The report is refreshing in recognising just how under-manned was the force put out on the streets of London by the third day of the riots: 6,000 officers were made available out of a complement of 32,000. To recognise the problems encountered on that night is to make the first steps towards ensuring preparedness for the next period of social conflict.
The report reminds us that the Met was already weakened by media-related corruption, with the Commissioner having left his post at a time when it most needed senior management stability, even if temporary Commissioner Godwin offered a very safe and experienced pair of hands in an emergency. The report very openly acts as a mea culpa with the litany of admissions of how the police service underestimated the challenge it faced.
Despite extraordinary acts of individual heroism by police officers, the Met ended up being entirely overwhelmed.
The word “overwhelmed” appears again and again in the testimony and report.
- “The MPS was overwhelmed by the spread and scale of disorder”.
- “resource … became overwhelmed”.
- “intelligence material rapidly overwhelmed the capacity of decision makers”.
- “ officers on the ground were simply overwhelmed” it says specifically of Croydon.
The police also seeks to blame the reporting by the Evening Standard of the shooting of Mark Duggan for the febrile atmosphere in London last August.
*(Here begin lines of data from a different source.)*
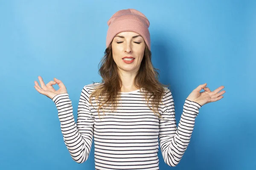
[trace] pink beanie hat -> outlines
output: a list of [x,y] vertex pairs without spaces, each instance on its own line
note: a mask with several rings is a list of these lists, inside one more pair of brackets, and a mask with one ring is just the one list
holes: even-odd
[[121,32],[132,31],[140,34],[150,50],[149,21],[141,12],[134,9],[122,9],[116,12],[108,21],[106,47]]

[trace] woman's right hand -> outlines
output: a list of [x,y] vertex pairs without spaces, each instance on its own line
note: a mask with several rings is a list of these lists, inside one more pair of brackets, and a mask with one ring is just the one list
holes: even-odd
[[[35,81],[35,85],[34,87],[39,93],[47,96],[51,99],[52,99],[52,98],[57,94],[67,93],[67,88],[63,83],[55,78],[53,79],[54,81],[49,81],[46,85],[44,84],[43,78],[41,76],[38,76],[38,79],[41,85],[41,87],[37,81]],[[60,88],[58,90],[55,90],[52,87],[52,85],[55,85],[56,83],[58,85]]]

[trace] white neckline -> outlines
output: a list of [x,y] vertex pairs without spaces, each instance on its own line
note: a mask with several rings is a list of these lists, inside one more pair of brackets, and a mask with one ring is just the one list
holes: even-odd
[[137,92],[137,91],[139,91],[140,90],[141,91],[142,90],[142,88],[140,88],[139,89],[136,90],[135,90],[134,91],[130,91],[129,92],[120,92],[119,93],[120,93],[121,94],[130,94],[130,93],[135,93],[135,92]]

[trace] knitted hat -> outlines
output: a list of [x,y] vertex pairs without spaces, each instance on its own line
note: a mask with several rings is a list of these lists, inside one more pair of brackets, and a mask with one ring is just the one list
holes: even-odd
[[149,21],[141,12],[134,9],[123,9],[116,12],[108,21],[106,45],[108,47],[116,34],[132,31],[140,34],[150,50]]

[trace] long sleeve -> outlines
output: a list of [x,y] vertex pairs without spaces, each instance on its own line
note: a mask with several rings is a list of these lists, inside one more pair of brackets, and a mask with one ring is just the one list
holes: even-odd
[[166,93],[160,119],[159,143],[164,162],[175,167],[179,163],[190,141],[195,119],[201,105],[186,99],[182,114],[177,129],[175,118],[175,107],[172,93]]
[[58,94],[52,98],[58,109],[64,142],[72,159],[79,163],[89,157],[93,142],[94,118],[89,106],[89,96],[84,87],[78,105],[77,123],[68,94]]

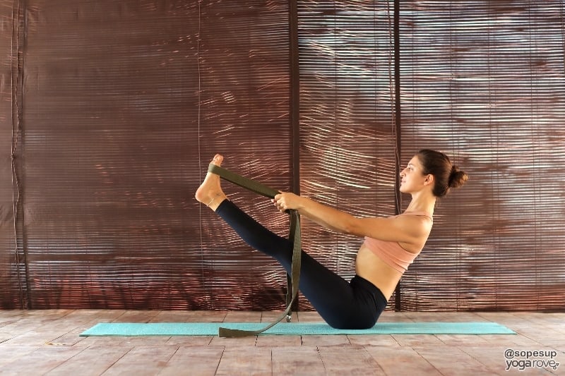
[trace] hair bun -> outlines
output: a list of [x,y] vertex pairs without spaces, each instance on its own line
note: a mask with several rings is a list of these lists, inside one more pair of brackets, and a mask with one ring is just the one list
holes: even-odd
[[451,172],[449,174],[449,188],[459,188],[469,178],[467,173],[459,169],[459,167],[453,164],[451,166]]

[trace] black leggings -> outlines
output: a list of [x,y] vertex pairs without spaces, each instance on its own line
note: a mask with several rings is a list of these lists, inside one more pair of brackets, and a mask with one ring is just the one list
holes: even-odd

The report talks of an attempt to get community engagement to act as a bulwark against further trouble but one doubts that the deconstruction of consultation over the years in Croydon left very shallow roots for such desperate attempts to shore up matters. The approach of the current borough commander to “robust” policing also seems unlikely to cultivate easy community relationships in Croydon.
The poor progress on Riot Act compensation is underlined in the report. Only 396 out of 2,538 claims across London have been settled.
In contradiction to the Barnett Report, the Met’s report suggests that a lot of rioters commuted to Croydon, unlike elsewhere. But this anecdotal comment does not sit well with the addresses of those who have been found guilty in the courts regarding Croydon 8/8, as Barnett analysed. The Met’s report (page 124) shows Croydon’s arrest numbers absolutely towering over other boroughs.
That so many Croydon residents are suspects is a testament as to just how much Croydon deserves extra police officers to match the aid that Tottenham has received. Crime has been falling in Croydon as miscreants serve their jail sentences, but some will come back and offend again. Reducing police resources in Croydon now, as is happening in the town centre, just seems an obvious risk in the run up to the summer, when police will be diverted elsewhere in the capital, on duty for the Queen’s Jubilee and the Olympic Games.
Will Steve O’Connell, the country’s most overpaid local councillor, make himself available for questioning on these matters in the run-up to the Assembly elections in May?